Wednesday, January 20, 2010



Wisconsin Innocence Project Files Motion for New Trial in Michigan Man's Murder Conviction

The Wisconsin Innocence Project, a program at the UW Law School’s Frank J. Remington Center, has filed a motion for a new trial based on powerful new evidence of a Michigan man’s innocence. Scott Baldwin was convicted in 2001 of first degree murder after investigators re-opened a 12 year-old investigation into the 1988 murder of Kalamazoo bicycle shop owner Earl O’Byrne. The main evidence against Baldwin was a statement from a jilted ex-girlfriend who failed a polygraph and was dismissed as not credible during the initial investigation. When Cold Case investigators re-opened the case 12 years later, the girlfriend’s statement grew from 3 pages to 42 pages, and her testimony led to Baldwin’s convictions.
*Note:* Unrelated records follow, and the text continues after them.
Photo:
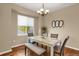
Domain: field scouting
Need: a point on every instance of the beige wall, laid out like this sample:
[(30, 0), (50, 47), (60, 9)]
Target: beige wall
[(8, 25), (70, 16)]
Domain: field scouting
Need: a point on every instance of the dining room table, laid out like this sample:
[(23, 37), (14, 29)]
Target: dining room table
[(48, 41)]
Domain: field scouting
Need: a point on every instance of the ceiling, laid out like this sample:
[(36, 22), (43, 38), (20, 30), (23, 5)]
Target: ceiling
[(51, 6)]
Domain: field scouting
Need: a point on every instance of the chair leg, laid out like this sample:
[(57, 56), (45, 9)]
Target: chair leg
[(25, 51)]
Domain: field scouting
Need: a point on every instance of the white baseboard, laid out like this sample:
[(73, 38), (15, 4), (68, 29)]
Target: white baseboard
[(73, 48), (7, 51), (17, 45)]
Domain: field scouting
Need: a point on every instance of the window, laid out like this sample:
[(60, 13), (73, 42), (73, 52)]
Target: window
[(25, 24)]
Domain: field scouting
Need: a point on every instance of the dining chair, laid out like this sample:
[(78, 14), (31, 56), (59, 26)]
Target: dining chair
[(61, 50), (55, 36)]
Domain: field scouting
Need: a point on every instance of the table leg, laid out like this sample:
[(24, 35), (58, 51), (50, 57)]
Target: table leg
[(51, 51), (25, 50)]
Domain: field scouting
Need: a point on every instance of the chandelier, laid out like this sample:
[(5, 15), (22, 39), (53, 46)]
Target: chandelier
[(43, 11)]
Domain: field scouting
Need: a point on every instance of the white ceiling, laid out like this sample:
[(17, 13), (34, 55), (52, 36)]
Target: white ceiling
[(51, 6)]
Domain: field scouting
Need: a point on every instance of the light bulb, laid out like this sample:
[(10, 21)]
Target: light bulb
[(42, 9), (46, 10)]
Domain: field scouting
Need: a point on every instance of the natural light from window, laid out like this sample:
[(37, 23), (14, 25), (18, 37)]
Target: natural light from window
[(25, 25)]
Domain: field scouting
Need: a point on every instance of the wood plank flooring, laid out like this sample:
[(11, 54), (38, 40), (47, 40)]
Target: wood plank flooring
[(19, 51)]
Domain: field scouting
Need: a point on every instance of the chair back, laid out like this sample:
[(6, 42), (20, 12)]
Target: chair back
[(63, 45), (54, 35)]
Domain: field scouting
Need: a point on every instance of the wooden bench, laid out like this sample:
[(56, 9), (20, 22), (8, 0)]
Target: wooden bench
[(34, 48)]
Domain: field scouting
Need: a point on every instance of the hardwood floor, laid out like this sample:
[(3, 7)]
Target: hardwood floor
[(19, 51)]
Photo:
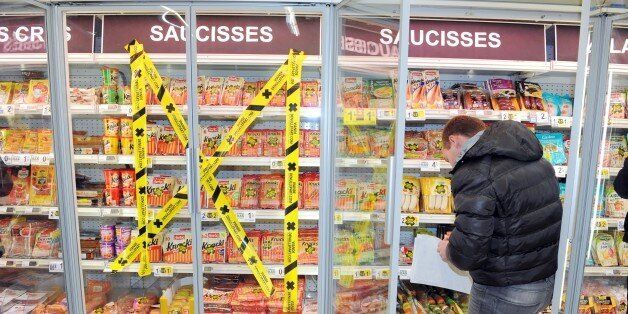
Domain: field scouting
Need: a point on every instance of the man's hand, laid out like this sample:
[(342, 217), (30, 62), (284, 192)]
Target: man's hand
[(442, 248)]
But Baldwin’s new attorneys believe that dramatic new evidence requires a new trial, or, at the very least, DNA testing that could conclusively prove whether Baldwin or an alternate suspect committed the crime.

The new evidence stems from anonymous tips recently released pursuant to the Freedom of Information Act. While only one tip implicated Baldwin (the tip from his ex-girlfriend), numerous tips implicate a different man, who unlike Baldwin has a history of violent criminal behavior. Baldwin was denied access to the tips before trial, but since obtaining them in 2007 private investigators have been able to interview the daughter of the alternate suspect, who provided a dramatic taped statement in 2008. In the statement, she explains how her father confessed in shocking detail to breaking into the victim’s shop and robbing and murdering him. Several other new witnesses assert that the alternate suspect and his girlfriend confessed to them as well. Additionally, important Prosecution witnesses have provided new information further weakening the Prosecution’s case. Baldwin’s attorneys believe that the new evidence, combined with the lack of any physical evidence connecting Baldwin to the murder, requires a new trial, or at least DNA testing that could prove whether Baldwin or the alternate suspect committed the crime.
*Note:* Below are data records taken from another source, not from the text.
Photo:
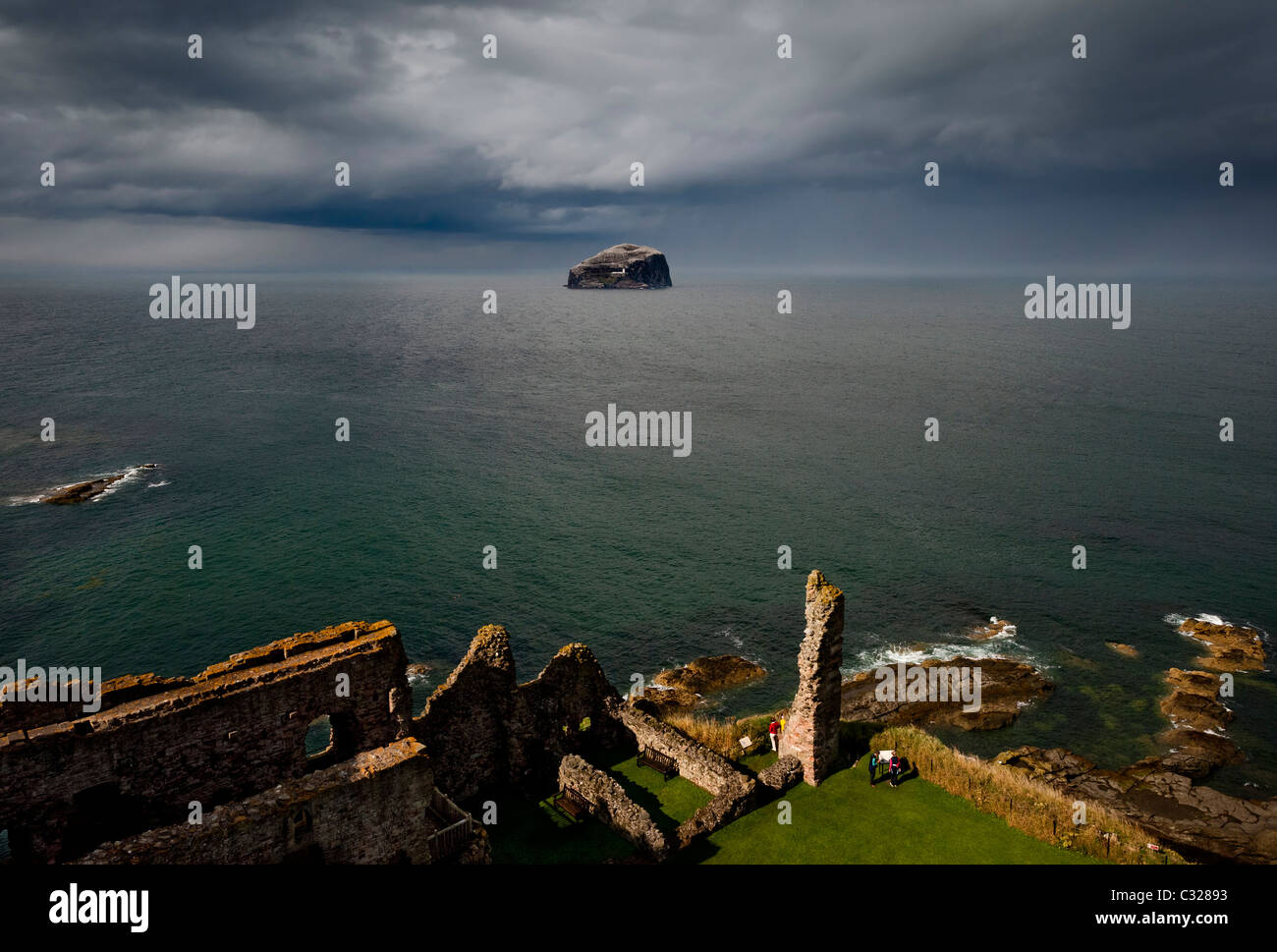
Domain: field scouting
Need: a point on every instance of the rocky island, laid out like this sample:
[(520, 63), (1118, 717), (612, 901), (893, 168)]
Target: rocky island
[(81, 492), (622, 266)]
“Scott has maintained his innocence from the start, and now new evidence confirms that he’s been telling the truth all along, and that someone else committed the crime,” said Amanda Riek, one of the current Wisconsin Innocence Project students working on the case. “We are hopeful that the truth will finally come to light.”

The Wisconsin Innocence Project has freed 12 people since the project’s inception in 1998. Nationwide, hundreds of inmates have been freed by post-conviction DNA testing proving innocence; hundreds more have been freed by new non-DNA evidence.